I just installed and rcd 510 head unit on my b6 passat upgrade from premium 7 my concern is that when I scan the car using vag com I get error codes from the head unit . It is recognize by the car but when I open the long coding I see the bytes but no options so I'm a little confused on what's going on. I'm also retrofitting a 9w2 Bluetooth module that I'm still waiting to arrive if anyone have done this before a little help will be appreciated. 


Sent from my iPhone using Tapatalk


----------



## VWingAUDIbrit (Sep 3, 2008)

B6PSST said:


> I just installed and rcd 510 head unit on my b6 passat upgrade from premium 7 my concern is that when I scan the car using vag com I get error codes from the head unit .

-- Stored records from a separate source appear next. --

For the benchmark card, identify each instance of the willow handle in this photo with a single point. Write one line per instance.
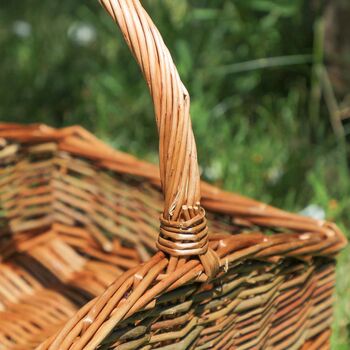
(183, 225)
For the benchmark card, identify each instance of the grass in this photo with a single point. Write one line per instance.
(262, 106)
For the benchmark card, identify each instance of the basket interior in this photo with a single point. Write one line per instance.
(70, 227)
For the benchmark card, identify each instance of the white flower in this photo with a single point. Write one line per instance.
(82, 33)
(314, 211)
(22, 29)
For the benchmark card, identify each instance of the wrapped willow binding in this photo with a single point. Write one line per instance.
(84, 264)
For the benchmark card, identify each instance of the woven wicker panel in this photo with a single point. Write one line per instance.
(102, 251)
(71, 225)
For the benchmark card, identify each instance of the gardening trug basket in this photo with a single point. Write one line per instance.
(84, 264)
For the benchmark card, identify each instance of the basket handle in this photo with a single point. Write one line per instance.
(183, 230)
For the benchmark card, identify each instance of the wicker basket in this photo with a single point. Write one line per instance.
(83, 265)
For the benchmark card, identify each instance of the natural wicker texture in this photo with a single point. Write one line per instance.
(74, 220)
(80, 234)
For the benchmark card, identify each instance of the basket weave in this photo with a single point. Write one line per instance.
(84, 264)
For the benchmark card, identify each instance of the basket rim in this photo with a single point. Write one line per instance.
(80, 142)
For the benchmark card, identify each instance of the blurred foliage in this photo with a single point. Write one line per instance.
(260, 120)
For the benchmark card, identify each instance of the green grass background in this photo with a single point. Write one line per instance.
(253, 71)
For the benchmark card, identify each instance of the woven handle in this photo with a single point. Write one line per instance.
(183, 226)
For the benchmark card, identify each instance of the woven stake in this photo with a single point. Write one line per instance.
(183, 225)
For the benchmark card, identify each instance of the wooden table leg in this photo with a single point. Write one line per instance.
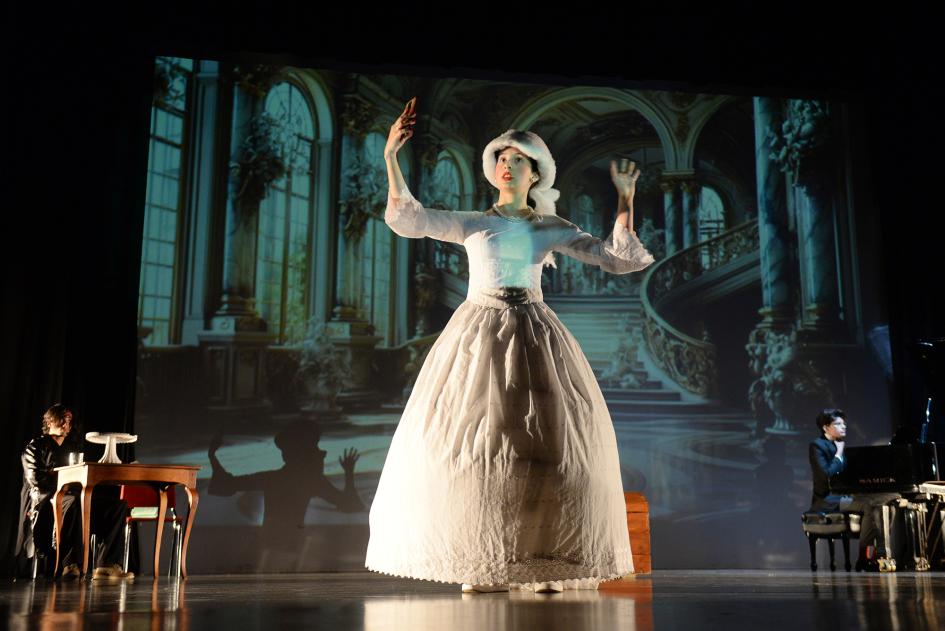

What are your error codes?



B6PSST said:


> It is recognize by the car but when I open the long coding I see the bytes but no options so I'm a little confused on what's going on. I'm also retrofitting a 9w2 Bluetooth module that I'm still waiting to arrive if anyone have done this before a little help will be appreciated.



Run wiring harness to under front passenger seat and microphone harness up passenger a-pillar to dome lamp. Install microphone in dome lamp and install control box under front passenger seat. Plug harness into radio and code properly the vehicle electronics control module to let car know telephone module is now present. Let me know what areas you need more details on.


----------



## B6PSST (Jul 27, 2010)

I have everything installed I haven't hooked up the can +\- and power cables into the main harness cuz I don't know where to get the pins or connectors that snap into the harness 


Sent from my iPhone using Tapatalk


----------



## VWingAUDIbrit (Sep 3, 2008)

B6PSST said:


> I have everything installed I haven't hooked up the can +\- and power cables into the main harness cuz I don't know where to get the pins or connectors that snap into the harness
> 
> 
> Sent from my iPhone using Tapatalk


Those pins do not change position, the only pins that move in this upgrade are the pins running to the external audio source such as cd changer or ipod adapter. Also the pins that run to the AUX jack will most likely change position as well. Not moving these pins should not cause radio errors but only poor sound quality or no sound when trying to play one of those sources. Also for satalite radio to work you will need to run a cable from the old antenna cable that runs to the control module in the trunk to the radio since the new satalite module is built into the radio.


----------



## Gyakusetsu (May 17, 2013)

The twisted orange wire goes to the CAN + wire on the back of the head unit. The White one goes to the CAN - wire. The red is power and goes to the wire connected to the +U[SUB]B[/SUB] and the brown goes to the GND or any metal surface. You can either stick them in the harness, or splice them in. There should be a diagram of where these wires are located in the harness on a white sticker on your RCD-510. If not, here is that sticker:










You then need to use VAGCOM and enable the 77-Telephone in the canbus module settings and then enable it in the 56-Radio settings as well (should be something like "Bluetooth telephone connected" or something like that). Once that is all enabled, go in to the radio's settings (from the 'Setup' button on the front of the unit) and enable the bluetooth audio. Your phone can now play bluetooth A2DP audio over the RCD-510. If you have the MFD+ display in your insturment cluster, you can use that in conjunction with your steering wheel buttons to accept calls and browse phonebooks to make calls. If you do not have the MFD+ and buttons, I believe you might be able to accept calls from the screen on the RCD-510, but I am not sure. You may have to manually switch to the bluetooth input which will enable you to use the microphone and your car's speakers as a handsfree option.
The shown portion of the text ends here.